Discovery of Next Generation RAF Inhibitors that Dissociate Paradoxical Activation from Inhibition of the MAPK Pathway

Monday, February 29, 2016

Genes encoding members of the mitogen-activated protein kinase (MAPK)/extracellular signal-regulated kinase (ERK) pathway are frequently mutated in human cancer. RAS (a small GTPase) and RAF (a serine/Threonine kinase) are two major nodes on this important signaling axis.  Constitutive activation of BRAF, a member of the RAF family, has been shown to promote RAS independent MAPK pathway up-regulation1.  First generation RAF selective inhibitors, including vemurafenib (PLX4032) and dabrafenib, have demonstrated clinical benefits in BRAFV600 mutant driven melanoma and were approved by FDA for treating metastatic melanoma2,3.  However these inhibitors paradoxically activate the MAPK pathway in cells bearing wild-type RAF and oncogenic RAS mutations. This paradoxical activation can promote cellular proliferation and occasionally appear to accelerate the progression of certain RAS driven cancers.  Therefore Plexxikon has pursued the discovery of next generation RAF inhibitors (dubbed “paradox breakers”) that avoid paradoxical activation on RAS driven tumors while maintaining or improving efficacy on BRAF mutant tumors.  Since paradoxical activation by first generation inhibitors is a result of inhibitor binding to one protomer of a RAF dimer that allosterically activates the other protomer, Plexxikon’s strategy to overcome paradoxical activation was to find small molecule inhibitors that are able to disrupt RAF dimer formation.

PLX7904 Figure
Close-up view of PLX7904 with its carbon atoms colored green bound to mutant BRAF. The N-lobe is removed to show the inhibitor and its interaction with the four-residue R-spine (IIe527, Leu505, Phe595 and Leu 567. A dotted surface around the N-methyl group in PLX7904 illustrates its close contact with the R-spine residue Leu505 of the aC helix (orange).

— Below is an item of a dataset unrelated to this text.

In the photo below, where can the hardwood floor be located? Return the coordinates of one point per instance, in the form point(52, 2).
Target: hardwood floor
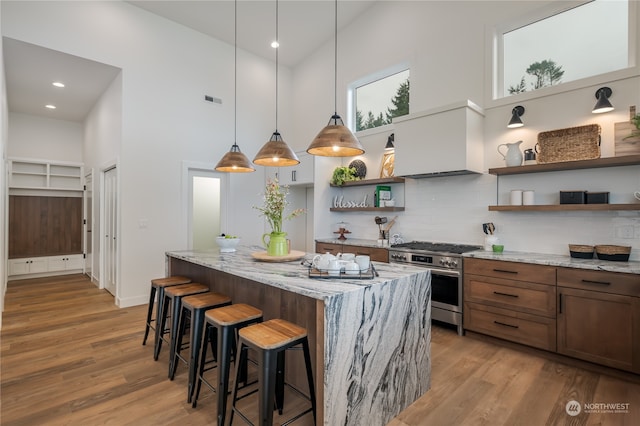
point(69, 356)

Using x-ray diffraction data collected from SSRL and ALS beam lines, Plexxikon has obtained co-structures of mutant BRAF bound to different classes of small molecule inhibitors.  Based on these co-structures, it was hypothesized that interactions with Leu505 on the C-helix, one of the four residues comprising the so called regulatory spine of kinases, could alter the BRAF oligomerization state through long range structural effect.  PLX7904 and its analogs were thus designed to form close contacts with Leu505, thereby forcing conformational changes in the associated C-helix (a major component of RAF dimer interface) and disrupting the RAF dimer.  Co-structures of PLX7904 and its analogs with mutant BRAF determined using data collected at both SSRL and ALS showed that the unique N-methyl-ethyl tail of this group of compounds optimally displaced Leu505, farther than any other known RAF inhibitor.  In vitro assays and in vivo studies validated that PLX7904 and its analogs such as PLX8394 are indeed paradox breakers and proved for the first time that that the two opposing modes of action of RAF inhibitors, either blocking or activating the MAPK pathway, can be uncoupled.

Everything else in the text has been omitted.